High-Conductive Organometallic Molecular Wires with Delocalized Electron Systems Strongly Coupled to Metal Electrodes

TL;DR

This study demonstrates that organometallic molecular wires with delocalized electron systems, strongly coupled to metal electrodes, exhibit significantly enhanced conductance, with experimental and theoretical evidence supporting their potential for molecular-scale electronics.

Contribution

The paper introduces high-conductive organometallic molecular wires with delocalized electrons and strong molecule-metal coupling, showing improved charge transport properties.

Findings

SnMe3 extrusion increases conductance by three orders of magnitude.

Strong hybridization enables delocalized electron systems to extend to electrodes.

DFT confirms conductance trends across different anchoring groups.

Abstract

Besides active, functional molecular building blocks such as diodes or switches, passive components as, e.g., molecular wires, are required to realize molecular-scale electronics. Incorporating metal centers in the molecular backbone enables the molecular energy levels to be tuned in respect to the Fermi energy of the electrodes. Furthermore, by using more than one metal center and sp-bridging ligands, a strongly delocalized electron system is formed between these metallic "dopants", facilitating transport along the molecular backbone. Here, we study the influence of molecule--metal coupling on charge transport of dinuclear X(PP)$_2$FeC$_4$Fe(PP)$_2$X molecular wires (PP = Et$_2$PCH$_2$CH$_2$PEt$_2$); X = CN (1), NCS (2), NCSe (3), C$_4$SnMe$_3$ (4) and C$_2$SnMe$_3$ (5)) under ultra-high vacuum and variable temperature conditions.
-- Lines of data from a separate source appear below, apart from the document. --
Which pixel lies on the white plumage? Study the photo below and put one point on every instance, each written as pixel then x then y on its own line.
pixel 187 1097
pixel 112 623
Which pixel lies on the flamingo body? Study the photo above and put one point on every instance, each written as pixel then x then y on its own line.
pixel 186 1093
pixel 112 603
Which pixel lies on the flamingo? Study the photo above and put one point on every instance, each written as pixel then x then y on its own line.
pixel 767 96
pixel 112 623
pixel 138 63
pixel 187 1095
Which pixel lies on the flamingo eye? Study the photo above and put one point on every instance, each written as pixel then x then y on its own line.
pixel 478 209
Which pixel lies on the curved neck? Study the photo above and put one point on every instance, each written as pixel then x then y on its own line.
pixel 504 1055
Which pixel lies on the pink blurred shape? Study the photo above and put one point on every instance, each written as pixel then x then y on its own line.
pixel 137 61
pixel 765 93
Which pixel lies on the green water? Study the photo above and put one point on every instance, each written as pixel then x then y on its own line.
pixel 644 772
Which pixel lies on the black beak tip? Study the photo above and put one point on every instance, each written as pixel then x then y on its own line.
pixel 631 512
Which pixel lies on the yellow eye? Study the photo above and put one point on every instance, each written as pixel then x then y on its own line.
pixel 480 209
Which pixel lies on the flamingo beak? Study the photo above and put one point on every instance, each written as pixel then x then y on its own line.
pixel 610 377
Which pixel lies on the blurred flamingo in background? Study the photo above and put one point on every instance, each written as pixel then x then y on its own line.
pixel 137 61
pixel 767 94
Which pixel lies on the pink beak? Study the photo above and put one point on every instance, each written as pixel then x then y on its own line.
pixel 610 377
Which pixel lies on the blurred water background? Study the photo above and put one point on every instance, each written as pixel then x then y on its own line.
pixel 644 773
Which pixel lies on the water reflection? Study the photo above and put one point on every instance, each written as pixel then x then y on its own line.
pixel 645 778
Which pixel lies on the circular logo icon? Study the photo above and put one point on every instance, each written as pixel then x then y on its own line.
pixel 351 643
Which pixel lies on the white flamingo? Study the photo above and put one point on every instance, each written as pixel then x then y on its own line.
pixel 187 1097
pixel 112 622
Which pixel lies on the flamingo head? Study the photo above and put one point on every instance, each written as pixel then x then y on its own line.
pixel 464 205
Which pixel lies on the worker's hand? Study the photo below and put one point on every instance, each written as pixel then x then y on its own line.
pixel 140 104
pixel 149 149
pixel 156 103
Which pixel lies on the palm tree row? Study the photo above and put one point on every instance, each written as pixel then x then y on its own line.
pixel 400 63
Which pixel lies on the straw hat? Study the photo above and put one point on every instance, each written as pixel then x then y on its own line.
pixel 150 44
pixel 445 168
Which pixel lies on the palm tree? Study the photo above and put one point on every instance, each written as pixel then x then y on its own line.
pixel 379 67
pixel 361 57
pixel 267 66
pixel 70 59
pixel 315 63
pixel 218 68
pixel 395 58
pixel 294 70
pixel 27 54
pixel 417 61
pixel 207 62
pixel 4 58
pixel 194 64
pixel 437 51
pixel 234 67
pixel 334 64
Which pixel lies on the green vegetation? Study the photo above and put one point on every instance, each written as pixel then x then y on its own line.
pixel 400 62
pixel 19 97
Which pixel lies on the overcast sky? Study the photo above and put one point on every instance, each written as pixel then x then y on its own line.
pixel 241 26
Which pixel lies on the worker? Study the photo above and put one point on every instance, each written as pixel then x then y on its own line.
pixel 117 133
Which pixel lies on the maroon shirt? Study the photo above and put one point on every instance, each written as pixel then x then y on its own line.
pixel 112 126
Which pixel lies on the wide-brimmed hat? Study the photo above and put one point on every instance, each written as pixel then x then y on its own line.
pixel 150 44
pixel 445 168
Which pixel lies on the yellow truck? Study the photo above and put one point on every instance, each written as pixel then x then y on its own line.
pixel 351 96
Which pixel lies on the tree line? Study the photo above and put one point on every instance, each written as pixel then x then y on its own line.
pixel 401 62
In contrast to 1 which showed unstable junctions at very low conductance ($8.1\cdot10^{-7}$ G$_0$), 4 formed a Au-C$_4$FeC$_4$FeC$_4$-Au junction 4' after SnMe$_3$ extrusion which revealed a conductance of $8.9\cdot10^{-3}$ G$_0$, three orders of magnitude higher than for 2 ($7.9\cdot10^{-6}$ G$_0$) and two orders of magnitude higher than for 3 ($3.8\cdot10^{-4}$ G$_0$). Density functional theory (DFT) confirmed the experimental trend in the conductance for the various anchoring motifs. The strong hybridization of molecular and metal states found in the C--Au coupling case enables the delocalized electronic system of the organometallic Fe$_2$ backbone to be extended over the molecule-metal interfaces to the metal electrodes to establish high-conductive molecular wires.